- Born: October 7, 1949 (age 76) Lawrence, Massachusetts, U.S.
- Education: Syracuse University
- Occupation: Sportscaster
- Years active: 1980s–present

= Ed Coleman (sportscaster) =

American sports broadcaster

Edward F. Coleman (born October 7, 1949) was a radio reporter for the New York Mets on WFAN.

==Early life==
Coleman graduated from Syracuse University in 1971.

==Career==
===WFAN===
He started his career on WFAN as Steve Somers' overnight update person in the 1980s before moving on and being replaced by Suzyn Waldman.
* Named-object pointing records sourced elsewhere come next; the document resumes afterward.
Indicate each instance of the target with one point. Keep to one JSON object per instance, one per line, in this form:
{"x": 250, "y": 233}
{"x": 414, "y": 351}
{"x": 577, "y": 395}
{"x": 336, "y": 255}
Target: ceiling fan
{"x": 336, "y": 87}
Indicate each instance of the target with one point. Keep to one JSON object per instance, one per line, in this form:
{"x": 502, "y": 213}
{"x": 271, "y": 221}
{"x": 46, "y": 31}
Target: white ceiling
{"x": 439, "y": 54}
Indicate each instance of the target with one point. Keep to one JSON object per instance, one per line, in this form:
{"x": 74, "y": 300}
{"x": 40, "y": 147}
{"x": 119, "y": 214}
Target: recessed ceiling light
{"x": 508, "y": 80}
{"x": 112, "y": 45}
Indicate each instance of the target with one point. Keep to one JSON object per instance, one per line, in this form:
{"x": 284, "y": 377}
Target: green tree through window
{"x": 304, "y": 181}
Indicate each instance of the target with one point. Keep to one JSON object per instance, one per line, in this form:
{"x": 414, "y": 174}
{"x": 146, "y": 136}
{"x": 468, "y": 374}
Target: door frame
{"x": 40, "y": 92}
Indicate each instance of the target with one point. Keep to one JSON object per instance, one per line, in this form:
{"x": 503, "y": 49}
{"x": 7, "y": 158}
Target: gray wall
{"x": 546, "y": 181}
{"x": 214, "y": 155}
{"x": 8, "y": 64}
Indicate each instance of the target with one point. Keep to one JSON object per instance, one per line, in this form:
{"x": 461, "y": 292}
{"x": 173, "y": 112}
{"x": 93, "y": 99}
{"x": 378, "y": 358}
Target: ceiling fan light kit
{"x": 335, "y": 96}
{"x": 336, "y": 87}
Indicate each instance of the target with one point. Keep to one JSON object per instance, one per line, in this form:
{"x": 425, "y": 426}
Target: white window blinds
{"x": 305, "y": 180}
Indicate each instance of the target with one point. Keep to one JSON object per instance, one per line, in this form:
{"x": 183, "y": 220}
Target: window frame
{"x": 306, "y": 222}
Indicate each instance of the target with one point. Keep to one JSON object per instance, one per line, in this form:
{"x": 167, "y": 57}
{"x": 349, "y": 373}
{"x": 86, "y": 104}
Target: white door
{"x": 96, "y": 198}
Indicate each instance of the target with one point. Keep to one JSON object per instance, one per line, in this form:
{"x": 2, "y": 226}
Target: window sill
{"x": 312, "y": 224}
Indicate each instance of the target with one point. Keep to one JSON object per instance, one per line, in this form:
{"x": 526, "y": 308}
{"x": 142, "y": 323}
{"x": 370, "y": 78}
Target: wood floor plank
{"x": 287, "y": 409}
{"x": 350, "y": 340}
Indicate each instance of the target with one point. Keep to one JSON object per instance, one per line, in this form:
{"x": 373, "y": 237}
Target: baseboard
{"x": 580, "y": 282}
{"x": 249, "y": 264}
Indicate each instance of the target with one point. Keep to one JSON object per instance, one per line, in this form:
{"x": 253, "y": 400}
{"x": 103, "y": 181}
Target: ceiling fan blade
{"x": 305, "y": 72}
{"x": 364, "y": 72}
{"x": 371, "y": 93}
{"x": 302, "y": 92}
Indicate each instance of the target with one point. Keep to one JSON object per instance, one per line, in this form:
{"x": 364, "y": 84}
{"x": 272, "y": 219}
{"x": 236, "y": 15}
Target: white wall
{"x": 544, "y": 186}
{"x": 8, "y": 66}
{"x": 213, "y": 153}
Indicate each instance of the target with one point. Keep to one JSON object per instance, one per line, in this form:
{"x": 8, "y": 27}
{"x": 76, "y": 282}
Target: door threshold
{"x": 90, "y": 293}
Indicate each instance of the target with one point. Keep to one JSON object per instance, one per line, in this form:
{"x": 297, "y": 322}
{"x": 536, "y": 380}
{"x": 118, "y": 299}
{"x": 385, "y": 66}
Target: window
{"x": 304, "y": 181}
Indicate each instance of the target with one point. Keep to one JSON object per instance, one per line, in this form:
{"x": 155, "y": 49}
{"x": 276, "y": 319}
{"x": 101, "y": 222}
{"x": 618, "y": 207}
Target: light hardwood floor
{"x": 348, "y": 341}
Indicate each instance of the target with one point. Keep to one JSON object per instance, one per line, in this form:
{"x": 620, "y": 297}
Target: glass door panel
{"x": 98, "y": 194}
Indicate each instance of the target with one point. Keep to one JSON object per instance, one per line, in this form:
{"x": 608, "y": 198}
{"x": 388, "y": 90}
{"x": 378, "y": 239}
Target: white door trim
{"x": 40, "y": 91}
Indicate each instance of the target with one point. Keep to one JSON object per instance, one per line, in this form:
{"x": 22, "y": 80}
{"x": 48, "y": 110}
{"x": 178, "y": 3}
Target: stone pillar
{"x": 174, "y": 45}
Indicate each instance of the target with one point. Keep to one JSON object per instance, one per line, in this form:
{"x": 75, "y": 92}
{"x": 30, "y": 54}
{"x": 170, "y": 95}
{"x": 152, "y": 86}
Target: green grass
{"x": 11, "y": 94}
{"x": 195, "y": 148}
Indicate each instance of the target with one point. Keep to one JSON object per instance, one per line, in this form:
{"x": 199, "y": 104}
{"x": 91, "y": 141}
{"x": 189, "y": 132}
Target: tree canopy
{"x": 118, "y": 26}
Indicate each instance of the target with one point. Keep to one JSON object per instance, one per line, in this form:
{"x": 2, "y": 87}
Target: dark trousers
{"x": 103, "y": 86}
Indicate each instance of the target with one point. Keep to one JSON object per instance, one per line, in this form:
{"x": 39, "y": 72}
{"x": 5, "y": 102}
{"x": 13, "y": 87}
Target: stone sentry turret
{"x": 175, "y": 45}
He also co-hosted the afternoon show with Mike Francesa until Chris "Mad Dog" Russo was hired.

In the early 1990s, he co-hosted WFAN's midday show with Dave Sims. The show was nicknamed the Coleman and the Soul Man. When the show was canceled he was reassigned as WFAN's New York Mets beat reporter. Coleman's duties were expanded to being host of Mets Extra (and later a fill-in play-by-play) when former host Howie Rose was hired to do play-by-play for the Mets and the Islanders games on SportsChannel New York. Coleman hosted programs periodically throughout the baseball off-season as well as a weekly program on Sunday afternoon or evening during the National Football League regular season. From 1998 to 2002, he called St. John's Red Storm men's basketball games with Gary Cohen.

Coleman retired from WFAN on April 1, 2022.

===Olympics===
Coleman did some radio work for the 1988 and 1992 Summer Olympics, as well as the 1994 Winter Olympics. His big break in radio came in 1982, when he was the sports announcer during morning drive at WCAP, Lowell, Massachusetts after a stint at the short-lived Enterprise Radio Network. Coleman became a beloved person in the Lowell community, where the Spindle City Press Association's highest award is the Ed Coleman Award for journalistic achievement.